Even with international assistance, these investigations can be quite lengthy: the inquiries will involve a number of countries, along with reviews of airport security measures at various airports where the Airbus A320 made stops.

Journalists these days are always challenged by the rapid flow of information, right or wrong, which is constantly crowding cyberspace, where the battle for the spotlight never ends.

This is clearly seen in the present battle in the United States between the Republicans and the Democrats in one of the most bitter political campaigns ever in that country. Journalists are caught in a verbal civil war between political opponents over various issues and a slip of the tongue can have a significant impact when voters struggle to determine who may be best to serve as president during a an extremely challenging time for the world.

Professional journalists are not in the business of making news, but they are charged with reporting truth as they uncover it with the highest standards of accuracy to inform the public.

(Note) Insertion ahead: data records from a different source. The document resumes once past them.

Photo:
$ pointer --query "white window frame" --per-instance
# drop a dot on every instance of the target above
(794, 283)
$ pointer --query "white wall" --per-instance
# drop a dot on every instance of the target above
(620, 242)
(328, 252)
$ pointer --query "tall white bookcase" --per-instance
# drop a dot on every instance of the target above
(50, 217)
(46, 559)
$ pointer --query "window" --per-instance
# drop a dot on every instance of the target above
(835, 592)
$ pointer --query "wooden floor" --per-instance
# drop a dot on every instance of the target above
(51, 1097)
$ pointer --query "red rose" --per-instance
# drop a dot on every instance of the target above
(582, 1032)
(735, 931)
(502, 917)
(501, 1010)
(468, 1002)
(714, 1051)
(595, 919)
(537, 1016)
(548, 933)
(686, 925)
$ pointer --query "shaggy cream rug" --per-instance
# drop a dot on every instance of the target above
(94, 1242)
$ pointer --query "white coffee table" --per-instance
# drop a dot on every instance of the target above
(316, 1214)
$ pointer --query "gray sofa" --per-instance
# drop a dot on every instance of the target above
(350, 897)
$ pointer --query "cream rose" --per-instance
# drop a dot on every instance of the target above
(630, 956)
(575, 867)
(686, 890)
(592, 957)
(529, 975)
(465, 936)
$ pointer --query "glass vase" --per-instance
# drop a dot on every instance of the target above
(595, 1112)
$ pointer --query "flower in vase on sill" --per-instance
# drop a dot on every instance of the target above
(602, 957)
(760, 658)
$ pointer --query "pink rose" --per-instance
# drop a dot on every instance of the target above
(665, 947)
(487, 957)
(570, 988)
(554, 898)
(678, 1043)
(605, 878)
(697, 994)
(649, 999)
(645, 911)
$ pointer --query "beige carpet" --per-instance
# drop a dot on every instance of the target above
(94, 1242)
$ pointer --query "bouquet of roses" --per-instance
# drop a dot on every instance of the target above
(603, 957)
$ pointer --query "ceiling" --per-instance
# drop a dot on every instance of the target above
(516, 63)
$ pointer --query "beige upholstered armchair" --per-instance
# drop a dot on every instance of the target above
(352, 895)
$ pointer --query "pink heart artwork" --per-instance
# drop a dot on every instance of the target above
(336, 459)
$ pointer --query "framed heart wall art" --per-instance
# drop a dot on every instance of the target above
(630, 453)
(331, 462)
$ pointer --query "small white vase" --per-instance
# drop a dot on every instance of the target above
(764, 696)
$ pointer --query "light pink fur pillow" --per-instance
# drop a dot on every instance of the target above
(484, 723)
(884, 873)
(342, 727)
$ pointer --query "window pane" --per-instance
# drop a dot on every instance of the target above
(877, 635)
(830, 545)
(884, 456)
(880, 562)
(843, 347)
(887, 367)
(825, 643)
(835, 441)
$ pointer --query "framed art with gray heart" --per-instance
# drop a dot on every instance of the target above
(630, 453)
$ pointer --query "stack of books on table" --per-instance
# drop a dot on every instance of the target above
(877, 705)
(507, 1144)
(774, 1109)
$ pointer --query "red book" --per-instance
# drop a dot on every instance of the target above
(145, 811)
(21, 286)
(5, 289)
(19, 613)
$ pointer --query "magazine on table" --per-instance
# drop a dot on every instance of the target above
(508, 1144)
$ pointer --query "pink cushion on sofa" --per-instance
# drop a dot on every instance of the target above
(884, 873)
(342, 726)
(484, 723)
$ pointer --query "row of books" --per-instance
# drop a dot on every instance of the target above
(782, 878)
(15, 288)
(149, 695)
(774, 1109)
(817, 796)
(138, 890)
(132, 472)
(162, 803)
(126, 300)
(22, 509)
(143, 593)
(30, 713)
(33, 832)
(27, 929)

An example was when the late Morley Safer, of 60 Minutes fame, whose career was celebrated only a week ago, covered an incident in the Vietnam conflict. He boldly reported that some US troops were torching the homes of civilians, which he knew was wrong. Safer was criticised by some government officials for that report, but it never stopped him from placing truth at the top of his list, whenever he set out to do a story. This journalist, who passed away some days after his retirement last week, should be remembered for helping to keep good journalism alive.

All governments in free societies should be fully aware that the task of journalists is to reveal truths, no matter who benefits or who could be hurt by a disclosure. That is why good journalism remains a watchdog for all who respect truth and freedom.